Secondly, we assumed that there were no errors in any of our reads. An error in a read produces a *bubble* in our overlap graph as shown below. Modern assemblers will try to detect these bubbles in de Bruijn graphs collapse them to the correct path based on the number of reads that support each variation. We can predict the size of bubbles based on which k we choose to better detect erroneous reads.

But it's not a perfect process and errors do occasionally make thier way into assemblies.

![bubble](imgs/bubble.png)

We also assumed that there are no gaps in our reads coverage of the genome. This is very rarely the case. In this scenario we cannot generate a sequence that is not present in our data. So in practice, we must settle for the longest contigous sequences possible, these are often called **contigs**. Fortunately these can also be found efficiently in the de Bruijn graph as *maximal non-branching paths*. Each non-branching path corresponds to a sequence that we are 100% sure exists as a real sequence in the genome because it has no ambiguity on which path it follows.

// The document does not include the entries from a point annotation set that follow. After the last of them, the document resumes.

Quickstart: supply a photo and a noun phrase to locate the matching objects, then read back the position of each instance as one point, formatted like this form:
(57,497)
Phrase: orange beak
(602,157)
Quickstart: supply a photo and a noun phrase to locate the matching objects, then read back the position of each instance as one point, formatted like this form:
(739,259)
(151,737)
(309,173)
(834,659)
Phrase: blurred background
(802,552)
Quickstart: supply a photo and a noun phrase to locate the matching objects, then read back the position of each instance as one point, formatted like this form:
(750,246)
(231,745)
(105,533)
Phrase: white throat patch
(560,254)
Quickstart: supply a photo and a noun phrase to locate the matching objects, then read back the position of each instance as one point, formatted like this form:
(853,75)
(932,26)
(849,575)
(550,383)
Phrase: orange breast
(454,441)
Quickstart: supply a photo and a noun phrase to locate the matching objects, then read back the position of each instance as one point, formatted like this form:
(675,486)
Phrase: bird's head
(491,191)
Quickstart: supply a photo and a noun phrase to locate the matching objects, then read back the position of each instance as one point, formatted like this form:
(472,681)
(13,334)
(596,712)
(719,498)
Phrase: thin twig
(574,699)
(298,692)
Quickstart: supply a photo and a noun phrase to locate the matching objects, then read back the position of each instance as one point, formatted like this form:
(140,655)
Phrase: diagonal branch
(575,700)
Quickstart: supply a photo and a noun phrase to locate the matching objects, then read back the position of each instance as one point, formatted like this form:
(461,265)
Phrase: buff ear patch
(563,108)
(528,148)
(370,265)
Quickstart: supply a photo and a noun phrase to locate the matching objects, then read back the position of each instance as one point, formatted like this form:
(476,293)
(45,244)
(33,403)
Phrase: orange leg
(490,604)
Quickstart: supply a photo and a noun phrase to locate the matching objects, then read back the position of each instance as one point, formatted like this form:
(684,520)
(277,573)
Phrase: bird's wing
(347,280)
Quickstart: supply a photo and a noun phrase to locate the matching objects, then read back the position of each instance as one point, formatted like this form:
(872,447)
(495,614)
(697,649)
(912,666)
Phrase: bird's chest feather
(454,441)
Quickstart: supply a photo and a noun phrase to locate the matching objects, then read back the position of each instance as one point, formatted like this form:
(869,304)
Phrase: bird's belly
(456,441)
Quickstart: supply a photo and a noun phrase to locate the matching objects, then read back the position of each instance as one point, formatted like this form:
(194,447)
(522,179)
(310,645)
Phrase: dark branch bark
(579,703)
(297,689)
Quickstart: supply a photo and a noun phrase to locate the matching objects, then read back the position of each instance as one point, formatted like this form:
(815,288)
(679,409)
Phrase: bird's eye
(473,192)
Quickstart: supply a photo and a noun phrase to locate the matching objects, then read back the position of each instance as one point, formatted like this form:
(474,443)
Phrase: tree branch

Each contig must exist as a real contiguous sequence on one chromosome, but the contigs could exist very far apart from each other or on different chromosomes entirely. We can scaffold these contigs together into an assembly with gaps using outside information or different sequencing technologies (Hi C, Long Read, paired-end).

The complete human genome published in 2000 was such an assembly with gaps comprising ~8% of all bases. The real gapless human genome was only completed in 2022.

In practice sequencing is often done with paired-end reads. This allows us to know that two sequences are a fixed distance apart from each other. In many cases, we can use this information to eliminate incorrect, but possible assemblies from the real contig that exists in the organism.

We assumed that all reads were on the same strand of our double stranded DNA. In reality, we sequence from both strands of DNA and have no way to determine which is which. Our solution is to add the reverse-compliment of every read into our dataset, effectively doubling the number of reads. This complicates assembly but allows to include all information from sequencing.

This extra complexity in our de Bruijn graph is not random. Certain characteristic features appear such as palindromes and we can simplify our graph without losing information to better handle the influx of reads. This combined with paired-end reads still allows us to find contigs effectively.